Files
supabase-postgres-best-prac…/packages/evals/README.md
2026-02-19 17:06:17 +00:00

52 lines
1.3 KiB
Markdown

# Evals
Agent evaluation system for Supabase skills. Tests whether AI agents (starting
with Claude Code) correctly implement Supabase tasks when given access to skill
documentation.
## How It Works
Each eval is a self-contained project directory with a task prompt.
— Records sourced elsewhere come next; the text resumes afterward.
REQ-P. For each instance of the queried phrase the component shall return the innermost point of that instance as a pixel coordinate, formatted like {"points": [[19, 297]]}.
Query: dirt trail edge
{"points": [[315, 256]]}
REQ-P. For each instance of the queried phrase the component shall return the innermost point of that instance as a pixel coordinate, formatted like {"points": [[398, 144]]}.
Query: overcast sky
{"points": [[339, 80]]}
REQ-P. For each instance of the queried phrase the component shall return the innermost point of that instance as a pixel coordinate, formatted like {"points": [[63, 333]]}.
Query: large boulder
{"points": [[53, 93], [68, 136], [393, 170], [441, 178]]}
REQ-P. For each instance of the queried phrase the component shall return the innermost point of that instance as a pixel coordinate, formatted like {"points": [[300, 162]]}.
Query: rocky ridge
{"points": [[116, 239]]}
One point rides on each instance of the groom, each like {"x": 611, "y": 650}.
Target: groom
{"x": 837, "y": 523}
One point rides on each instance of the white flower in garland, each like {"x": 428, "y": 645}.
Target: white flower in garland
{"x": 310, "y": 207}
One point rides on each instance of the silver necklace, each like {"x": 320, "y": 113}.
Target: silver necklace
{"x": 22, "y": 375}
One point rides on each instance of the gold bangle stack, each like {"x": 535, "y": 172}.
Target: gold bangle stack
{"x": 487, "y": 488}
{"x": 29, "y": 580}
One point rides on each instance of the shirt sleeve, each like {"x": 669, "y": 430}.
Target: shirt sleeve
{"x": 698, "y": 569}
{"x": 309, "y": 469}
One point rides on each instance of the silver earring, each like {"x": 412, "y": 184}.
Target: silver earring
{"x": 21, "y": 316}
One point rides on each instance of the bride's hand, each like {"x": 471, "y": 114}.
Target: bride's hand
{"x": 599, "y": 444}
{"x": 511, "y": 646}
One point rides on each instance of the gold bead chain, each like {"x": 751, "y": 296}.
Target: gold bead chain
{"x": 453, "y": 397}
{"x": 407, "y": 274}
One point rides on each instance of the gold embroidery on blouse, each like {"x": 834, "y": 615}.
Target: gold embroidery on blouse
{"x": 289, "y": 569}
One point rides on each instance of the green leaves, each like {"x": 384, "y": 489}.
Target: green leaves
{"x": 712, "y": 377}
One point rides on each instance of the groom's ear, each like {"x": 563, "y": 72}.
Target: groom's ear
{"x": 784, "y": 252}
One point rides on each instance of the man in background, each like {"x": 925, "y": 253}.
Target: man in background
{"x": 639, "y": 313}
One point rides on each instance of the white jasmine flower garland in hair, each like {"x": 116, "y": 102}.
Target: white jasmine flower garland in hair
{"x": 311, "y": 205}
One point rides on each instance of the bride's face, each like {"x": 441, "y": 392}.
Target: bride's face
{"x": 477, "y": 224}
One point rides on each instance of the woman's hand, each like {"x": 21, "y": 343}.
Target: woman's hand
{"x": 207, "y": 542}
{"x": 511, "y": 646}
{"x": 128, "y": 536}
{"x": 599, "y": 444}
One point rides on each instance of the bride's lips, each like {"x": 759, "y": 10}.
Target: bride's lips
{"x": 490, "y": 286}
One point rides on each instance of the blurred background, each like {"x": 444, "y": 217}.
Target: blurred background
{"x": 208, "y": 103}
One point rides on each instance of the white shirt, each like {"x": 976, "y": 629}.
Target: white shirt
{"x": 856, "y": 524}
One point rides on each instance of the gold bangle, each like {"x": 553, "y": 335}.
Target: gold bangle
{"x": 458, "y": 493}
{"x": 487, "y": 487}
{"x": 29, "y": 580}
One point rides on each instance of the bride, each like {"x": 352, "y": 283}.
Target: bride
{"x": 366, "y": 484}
The agent
works on it autonomously, then hidden vitest assertions check the result.
Binary pass/fail.
```
1. Create temp workspace from eval template
2. Agent (claude -p) reads prompt and creates files
3. Hidden EVAL.ts runs vitest assertions against the output
4. Pass/fail
```
## Usage
```bash
# Run all scenarios
mise run eval
# Run a specific scenario
EVAL_SCENARIO=auth-rls-new-project mise run eval
# Run with baseline comparison (with-skill vs without-skill)
EVAL_BASELINE=true mise run eval
# Override model
EVAL_MODEL=claude-opus-4-6 mise run eval
```
### Environment Variables
```
ANTHROPIC_API_KEY Required: Claude Code authentication
EVAL_MODEL Override model (default: claude-sonnet-4-5-20250929)
EVAL_SCENARIO Run single scenario by name
EVAL_BASELINE=true Run baseline comparison (no skill)
```
## Adding Scenarios
1. Create `evals/{name}/` with `PROMPT.md`, `EVAL.ts`, and starter files
2. Write vitest assertions in `EVAL.ts`
3. Document in `scenarios/SCENARIOS.md`
See [AGENTS.md](AGENTS.md) for full details.